Wow! I had no idea how amazing and exciting the stories of King Arthur could be! For a very long time, I've wondered again and again about the contents of this epic tale, but never got around to actually researching it myself. Since this book is one of Steinbeck's works, it was only a matter of time before I read it. I suppose that he- like I- discovered the magical beauty to these stories. Unfortunately, I have not heard the entire tale- Steinbeck never finished this book. However, I did learn an extraordinary amount about the story of King Arthur and his knights. The book begins with Arthur's birth, heir to the throne, son of Uther Pendragon. Merlin makes dozens of appearances, and I was very pleased to find out that he is as witty and clever as Dumbledore himself, though maybe a little more traditional. I have also found myself adoring Lancelot- the strongest knight in which the round table has ever been blessed to have. The tale of King Arthur seems maddeningly serious, so once Steinbeck went into the stories concerning Lancelot, a comical tone was adopted. I was very pleased that I read this book, and I hope to read/learn more about the entire tale.
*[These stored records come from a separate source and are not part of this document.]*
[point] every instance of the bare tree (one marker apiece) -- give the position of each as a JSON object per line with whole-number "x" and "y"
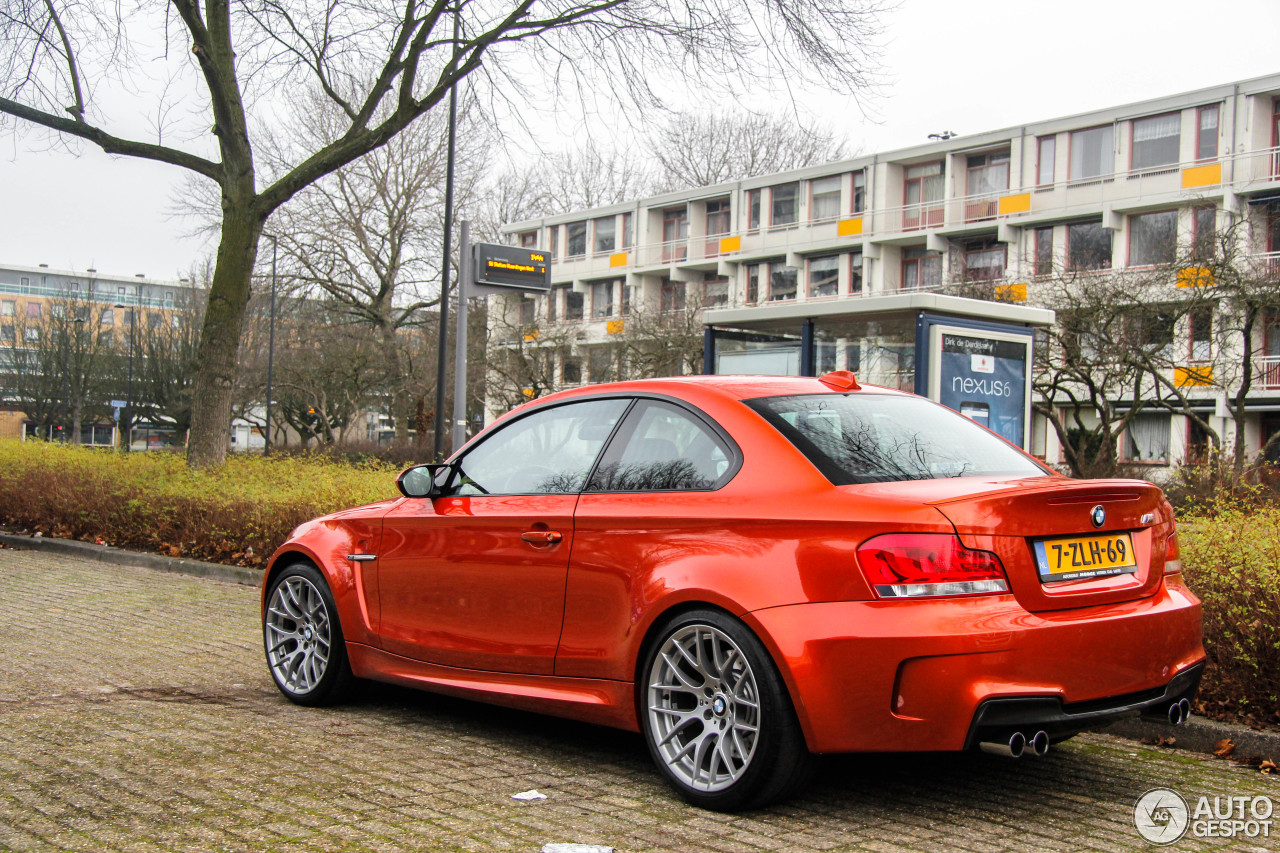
{"x": 703, "y": 149}
{"x": 384, "y": 68}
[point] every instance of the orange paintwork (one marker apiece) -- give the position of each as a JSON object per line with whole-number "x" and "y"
{"x": 457, "y": 602}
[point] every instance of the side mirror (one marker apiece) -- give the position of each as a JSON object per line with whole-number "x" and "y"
{"x": 424, "y": 480}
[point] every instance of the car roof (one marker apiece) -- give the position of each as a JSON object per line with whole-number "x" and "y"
{"x": 734, "y": 387}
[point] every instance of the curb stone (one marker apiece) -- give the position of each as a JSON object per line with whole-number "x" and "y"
{"x": 1200, "y": 734}
{"x": 1197, "y": 735}
{"x": 118, "y": 556}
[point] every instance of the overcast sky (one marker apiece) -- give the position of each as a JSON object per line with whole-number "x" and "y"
{"x": 949, "y": 65}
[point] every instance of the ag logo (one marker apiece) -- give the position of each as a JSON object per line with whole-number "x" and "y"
{"x": 1161, "y": 815}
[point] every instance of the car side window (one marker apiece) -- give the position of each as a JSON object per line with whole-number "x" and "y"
{"x": 548, "y": 452}
{"x": 661, "y": 448}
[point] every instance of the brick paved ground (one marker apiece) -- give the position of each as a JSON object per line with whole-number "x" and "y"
{"x": 136, "y": 714}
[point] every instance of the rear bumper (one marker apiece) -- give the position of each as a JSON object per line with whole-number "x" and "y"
{"x": 927, "y": 675}
{"x": 996, "y": 717}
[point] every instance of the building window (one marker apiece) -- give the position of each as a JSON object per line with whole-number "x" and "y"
{"x": 987, "y": 176}
{"x": 823, "y": 276}
{"x": 606, "y": 235}
{"x": 1092, "y": 153}
{"x": 923, "y": 196}
{"x": 574, "y": 305}
{"x": 575, "y": 243}
{"x": 602, "y": 300}
{"x": 859, "y": 191}
{"x": 1205, "y": 232}
{"x": 1146, "y": 439}
{"x": 672, "y": 296}
{"x": 717, "y": 224}
{"x": 1045, "y": 156}
{"x": 1201, "y": 333}
{"x": 922, "y": 269}
{"x": 782, "y": 283}
{"x": 1206, "y": 132}
{"x": 1156, "y": 141}
{"x": 824, "y": 197}
{"x": 1152, "y": 238}
{"x": 784, "y": 204}
{"x": 984, "y": 260}
{"x": 1043, "y": 264}
{"x": 675, "y": 233}
{"x": 1088, "y": 246}
{"x": 714, "y": 291}
{"x": 599, "y": 365}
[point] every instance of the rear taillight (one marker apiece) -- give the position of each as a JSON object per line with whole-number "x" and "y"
{"x": 1173, "y": 555}
{"x": 924, "y": 565}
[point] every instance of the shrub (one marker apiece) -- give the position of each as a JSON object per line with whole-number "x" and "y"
{"x": 237, "y": 514}
{"x": 1232, "y": 560}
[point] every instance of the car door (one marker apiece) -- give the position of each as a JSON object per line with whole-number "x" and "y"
{"x": 476, "y": 578}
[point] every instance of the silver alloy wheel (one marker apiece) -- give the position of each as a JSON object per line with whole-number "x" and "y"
{"x": 297, "y": 634}
{"x": 704, "y": 707}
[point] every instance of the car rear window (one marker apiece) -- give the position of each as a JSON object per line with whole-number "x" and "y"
{"x": 883, "y": 438}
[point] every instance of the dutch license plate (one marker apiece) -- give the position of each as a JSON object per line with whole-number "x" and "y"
{"x": 1079, "y": 557}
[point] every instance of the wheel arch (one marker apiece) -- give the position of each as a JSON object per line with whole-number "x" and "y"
{"x": 675, "y": 611}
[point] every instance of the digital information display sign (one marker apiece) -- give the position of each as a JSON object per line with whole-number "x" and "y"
{"x": 984, "y": 375}
{"x": 524, "y": 269}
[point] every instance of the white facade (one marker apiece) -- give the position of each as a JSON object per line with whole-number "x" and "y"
{"x": 995, "y": 208}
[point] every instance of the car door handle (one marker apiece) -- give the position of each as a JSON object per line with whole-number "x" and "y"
{"x": 542, "y": 537}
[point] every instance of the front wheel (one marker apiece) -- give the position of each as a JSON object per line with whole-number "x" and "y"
{"x": 305, "y": 649}
{"x": 717, "y": 716}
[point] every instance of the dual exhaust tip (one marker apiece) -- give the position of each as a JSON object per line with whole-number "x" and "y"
{"x": 1016, "y": 744}
{"x": 1174, "y": 715}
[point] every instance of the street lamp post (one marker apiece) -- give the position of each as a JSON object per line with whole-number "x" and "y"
{"x": 270, "y": 355}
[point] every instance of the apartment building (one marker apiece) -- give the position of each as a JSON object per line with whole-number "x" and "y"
{"x": 32, "y": 296}
{"x": 832, "y": 267}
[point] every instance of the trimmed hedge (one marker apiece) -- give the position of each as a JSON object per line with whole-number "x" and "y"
{"x": 1232, "y": 560}
{"x": 236, "y": 515}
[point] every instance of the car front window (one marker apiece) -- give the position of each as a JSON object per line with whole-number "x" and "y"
{"x": 882, "y": 438}
{"x": 547, "y": 452}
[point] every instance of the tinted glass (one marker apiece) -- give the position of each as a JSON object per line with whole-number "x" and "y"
{"x": 662, "y": 447}
{"x": 548, "y": 452}
{"x": 881, "y": 438}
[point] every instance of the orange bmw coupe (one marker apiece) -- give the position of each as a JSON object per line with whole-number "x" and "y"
{"x": 750, "y": 571}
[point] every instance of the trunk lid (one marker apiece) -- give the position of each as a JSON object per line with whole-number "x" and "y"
{"x": 1010, "y": 516}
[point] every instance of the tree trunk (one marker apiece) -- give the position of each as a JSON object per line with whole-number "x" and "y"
{"x": 219, "y": 341}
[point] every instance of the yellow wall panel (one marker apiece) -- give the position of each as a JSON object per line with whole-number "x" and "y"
{"x": 1201, "y": 374}
{"x": 1203, "y": 176}
{"x": 1022, "y": 203}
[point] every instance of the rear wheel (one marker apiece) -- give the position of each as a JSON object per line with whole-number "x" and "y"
{"x": 305, "y": 649}
{"x": 717, "y": 716}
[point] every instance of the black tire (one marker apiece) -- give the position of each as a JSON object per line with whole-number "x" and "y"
{"x": 717, "y": 716}
{"x": 305, "y": 648}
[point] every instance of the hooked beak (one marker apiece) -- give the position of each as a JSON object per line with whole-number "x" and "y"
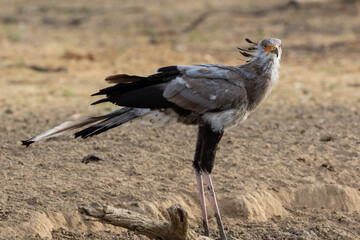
{"x": 276, "y": 51}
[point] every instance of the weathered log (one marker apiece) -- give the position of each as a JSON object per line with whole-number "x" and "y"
{"x": 176, "y": 229}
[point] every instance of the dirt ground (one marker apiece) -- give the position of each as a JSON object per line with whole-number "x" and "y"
{"x": 290, "y": 171}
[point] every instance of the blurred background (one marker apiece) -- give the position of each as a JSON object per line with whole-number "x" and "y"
{"x": 54, "y": 54}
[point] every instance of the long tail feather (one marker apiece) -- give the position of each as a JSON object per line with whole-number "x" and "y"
{"x": 110, "y": 120}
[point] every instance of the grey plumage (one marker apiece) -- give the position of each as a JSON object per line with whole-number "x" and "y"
{"x": 212, "y": 96}
{"x": 215, "y": 94}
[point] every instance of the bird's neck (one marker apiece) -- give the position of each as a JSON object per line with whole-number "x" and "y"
{"x": 260, "y": 75}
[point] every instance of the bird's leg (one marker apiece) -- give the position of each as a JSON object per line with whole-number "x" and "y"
{"x": 210, "y": 141}
{"x": 214, "y": 205}
{"x": 203, "y": 203}
{"x": 199, "y": 180}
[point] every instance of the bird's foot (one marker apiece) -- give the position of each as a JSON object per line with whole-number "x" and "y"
{"x": 221, "y": 227}
{"x": 206, "y": 229}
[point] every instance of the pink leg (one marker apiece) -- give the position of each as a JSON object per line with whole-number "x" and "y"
{"x": 214, "y": 205}
{"x": 202, "y": 202}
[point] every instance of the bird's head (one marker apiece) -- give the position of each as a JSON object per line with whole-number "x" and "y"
{"x": 269, "y": 48}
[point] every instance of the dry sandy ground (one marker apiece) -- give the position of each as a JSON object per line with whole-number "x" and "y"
{"x": 291, "y": 171}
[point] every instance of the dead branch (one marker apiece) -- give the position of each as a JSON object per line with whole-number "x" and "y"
{"x": 176, "y": 229}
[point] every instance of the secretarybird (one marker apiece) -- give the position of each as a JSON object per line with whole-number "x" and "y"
{"x": 212, "y": 96}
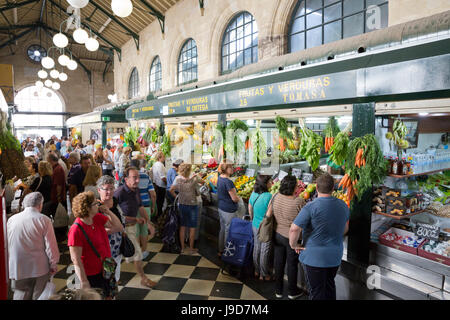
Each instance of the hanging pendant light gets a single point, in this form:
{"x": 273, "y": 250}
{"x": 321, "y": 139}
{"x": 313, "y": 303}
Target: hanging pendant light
{"x": 60, "y": 40}
{"x": 56, "y": 86}
{"x": 78, "y": 3}
{"x": 72, "y": 65}
{"x": 92, "y": 44}
{"x": 54, "y": 74}
{"x": 122, "y": 8}
{"x": 80, "y": 36}
{"x": 42, "y": 74}
{"x": 63, "y": 60}
{"x": 48, "y": 62}
{"x": 62, "y": 76}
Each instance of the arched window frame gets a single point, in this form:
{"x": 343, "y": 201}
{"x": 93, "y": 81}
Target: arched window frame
{"x": 232, "y": 46}
{"x": 155, "y": 75}
{"x": 189, "y": 56}
{"x": 133, "y": 84}
{"x": 347, "y": 17}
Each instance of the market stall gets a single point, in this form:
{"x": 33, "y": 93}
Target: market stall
{"x": 307, "y": 98}
{"x": 101, "y": 126}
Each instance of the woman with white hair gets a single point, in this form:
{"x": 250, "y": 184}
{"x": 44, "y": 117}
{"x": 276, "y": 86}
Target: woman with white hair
{"x": 33, "y": 250}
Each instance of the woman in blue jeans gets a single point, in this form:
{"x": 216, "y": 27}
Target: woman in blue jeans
{"x": 188, "y": 190}
{"x": 228, "y": 202}
{"x": 257, "y": 207}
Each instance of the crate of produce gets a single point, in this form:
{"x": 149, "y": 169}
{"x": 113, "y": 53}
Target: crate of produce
{"x": 436, "y": 251}
{"x": 401, "y": 240}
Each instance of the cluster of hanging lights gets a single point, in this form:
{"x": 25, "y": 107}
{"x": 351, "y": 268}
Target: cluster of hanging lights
{"x": 121, "y": 8}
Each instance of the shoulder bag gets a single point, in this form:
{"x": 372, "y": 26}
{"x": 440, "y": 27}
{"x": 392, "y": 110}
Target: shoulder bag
{"x": 126, "y": 246}
{"x": 268, "y": 225}
{"x": 108, "y": 267}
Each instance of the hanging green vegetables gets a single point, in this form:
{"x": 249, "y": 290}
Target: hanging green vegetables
{"x": 310, "y": 146}
{"x": 285, "y": 134}
{"x": 364, "y": 166}
{"x": 330, "y": 132}
{"x": 165, "y": 145}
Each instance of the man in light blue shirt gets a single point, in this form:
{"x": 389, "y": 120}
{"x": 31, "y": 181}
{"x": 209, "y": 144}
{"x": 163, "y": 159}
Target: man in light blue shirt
{"x": 323, "y": 223}
{"x": 171, "y": 175}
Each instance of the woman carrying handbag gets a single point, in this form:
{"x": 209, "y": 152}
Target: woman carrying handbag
{"x": 284, "y": 209}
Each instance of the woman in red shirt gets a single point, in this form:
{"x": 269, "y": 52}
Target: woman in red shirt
{"x": 97, "y": 225}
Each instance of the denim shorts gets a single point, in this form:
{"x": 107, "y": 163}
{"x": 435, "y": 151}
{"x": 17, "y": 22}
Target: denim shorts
{"x": 188, "y": 215}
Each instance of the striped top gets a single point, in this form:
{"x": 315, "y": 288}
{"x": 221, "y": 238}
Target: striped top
{"x": 285, "y": 210}
{"x": 145, "y": 185}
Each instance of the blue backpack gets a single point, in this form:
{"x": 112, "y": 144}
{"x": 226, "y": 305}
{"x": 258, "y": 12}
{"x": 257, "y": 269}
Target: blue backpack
{"x": 239, "y": 244}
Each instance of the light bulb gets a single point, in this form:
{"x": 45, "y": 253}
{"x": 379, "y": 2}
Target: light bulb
{"x": 63, "y": 60}
{"x": 62, "y": 76}
{"x": 72, "y": 65}
{"x": 54, "y": 73}
{"x": 56, "y": 86}
{"x": 80, "y": 35}
{"x": 60, "y": 40}
{"x": 42, "y": 74}
{"x": 48, "y": 63}
{"x": 78, "y": 3}
{"x": 92, "y": 44}
{"x": 122, "y": 8}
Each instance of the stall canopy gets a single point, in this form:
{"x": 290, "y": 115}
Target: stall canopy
{"x": 408, "y": 72}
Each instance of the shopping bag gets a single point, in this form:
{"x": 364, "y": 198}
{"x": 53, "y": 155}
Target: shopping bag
{"x": 49, "y": 290}
{"x": 242, "y": 211}
{"x": 61, "y": 217}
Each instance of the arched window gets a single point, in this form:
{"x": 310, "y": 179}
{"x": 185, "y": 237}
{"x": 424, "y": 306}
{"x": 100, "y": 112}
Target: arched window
{"x": 133, "y": 84}
{"x": 316, "y": 22}
{"x": 187, "y": 63}
{"x": 155, "y": 75}
{"x": 240, "y": 42}
{"x": 28, "y": 122}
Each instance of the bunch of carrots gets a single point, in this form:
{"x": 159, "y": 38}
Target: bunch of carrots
{"x": 360, "y": 160}
{"x": 347, "y": 183}
{"x": 329, "y": 141}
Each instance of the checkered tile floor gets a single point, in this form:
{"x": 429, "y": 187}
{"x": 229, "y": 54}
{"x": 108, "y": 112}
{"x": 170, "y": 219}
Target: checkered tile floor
{"x": 179, "y": 277}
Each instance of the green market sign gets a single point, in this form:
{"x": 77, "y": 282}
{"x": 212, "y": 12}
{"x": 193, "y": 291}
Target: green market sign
{"x": 324, "y": 87}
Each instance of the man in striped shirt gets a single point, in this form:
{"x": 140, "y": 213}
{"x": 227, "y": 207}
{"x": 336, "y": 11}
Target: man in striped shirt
{"x": 148, "y": 197}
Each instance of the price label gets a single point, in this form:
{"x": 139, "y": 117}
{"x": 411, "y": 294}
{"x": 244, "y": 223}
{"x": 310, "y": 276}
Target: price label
{"x": 297, "y": 173}
{"x": 282, "y": 174}
{"x": 250, "y": 172}
{"x": 307, "y": 177}
{"x": 427, "y": 231}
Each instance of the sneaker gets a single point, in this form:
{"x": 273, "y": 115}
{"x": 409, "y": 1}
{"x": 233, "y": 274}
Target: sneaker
{"x": 295, "y": 296}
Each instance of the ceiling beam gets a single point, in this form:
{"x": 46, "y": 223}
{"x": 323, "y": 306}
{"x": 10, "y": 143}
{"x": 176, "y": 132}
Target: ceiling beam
{"x": 113, "y": 18}
{"x": 118, "y": 50}
{"x": 156, "y": 13}
{"x": 13, "y": 39}
{"x": 11, "y": 5}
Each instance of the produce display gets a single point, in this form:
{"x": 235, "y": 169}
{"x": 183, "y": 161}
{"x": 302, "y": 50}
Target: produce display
{"x": 330, "y": 132}
{"x": 398, "y": 134}
{"x": 436, "y": 247}
{"x": 364, "y": 167}
{"x": 310, "y": 146}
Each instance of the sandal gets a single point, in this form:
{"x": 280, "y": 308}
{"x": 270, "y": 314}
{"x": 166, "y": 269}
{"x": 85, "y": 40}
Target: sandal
{"x": 148, "y": 283}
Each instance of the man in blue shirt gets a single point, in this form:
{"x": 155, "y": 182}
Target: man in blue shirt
{"x": 171, "y": 175}
{"x": 323, "y": 223}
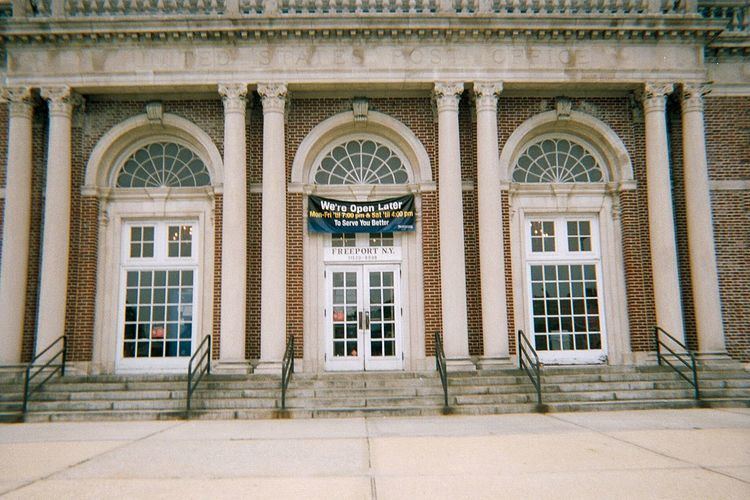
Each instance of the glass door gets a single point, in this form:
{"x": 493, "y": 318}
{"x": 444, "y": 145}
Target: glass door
{"x": 363, "y": 330}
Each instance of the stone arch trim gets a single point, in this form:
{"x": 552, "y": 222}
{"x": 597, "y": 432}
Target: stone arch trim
{"x": 109, "y": 150}
{"x": 378, "y": 124}
{"x": 594, "y": 131}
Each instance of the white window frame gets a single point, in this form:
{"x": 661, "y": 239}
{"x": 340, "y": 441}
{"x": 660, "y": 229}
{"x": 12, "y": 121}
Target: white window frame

This book also contained some very interesting views on humanity, and the deepest recesses of the human mind. There is a particular scene I like during Lancelot's story, whenever he is being held prisoner by Morgan la Fay, Arthur's half sister (and a complete witch, literally and figuratively). Morgan la Fay and three witch queens try to offer up their best gifts, pleading for Lancelot's love, which of course he denies. The dialouge through the course of the scene is very engaging, and it had my mind reeling even after I put the book down. There seems to be some very important lessons in this book, the kind that we usually relate folk lore stories with. I think it would be great to read the original version of King Arthur, in that old language as it is, though Steinbeck does provide glimpses of how the old tale was written, and it is my guess that I'd take a month or two to read through everything, pausing between every few words just to clarify what they meant.
—Raymond
Sarah wrote: "Hi Monica! I soo love to read anything about King Arthur, what a world to live in...:)"Sarah, I think you would love this book...Steinbeck did a wonderful take on the tale.
—Monica
Steinbeck brings pretty much nothing fresh -- except his talent at telling stories directly -- to Arthurian legend. And his talent at telling stories directly is actually a problem; half of the pleasure of these legends are in the trappings, the environment, and Steinbeck strips that clean away.Not to mention that once I stop basking in the fantasy aspects of it, I start wanting to, well, punch people in the face. Which does not make me happy; I love these stories! I do not want to punch them in the face! Except -- in a world where women have no agency (and no dialogue), and men are not extraordinary, I am no longer engaged.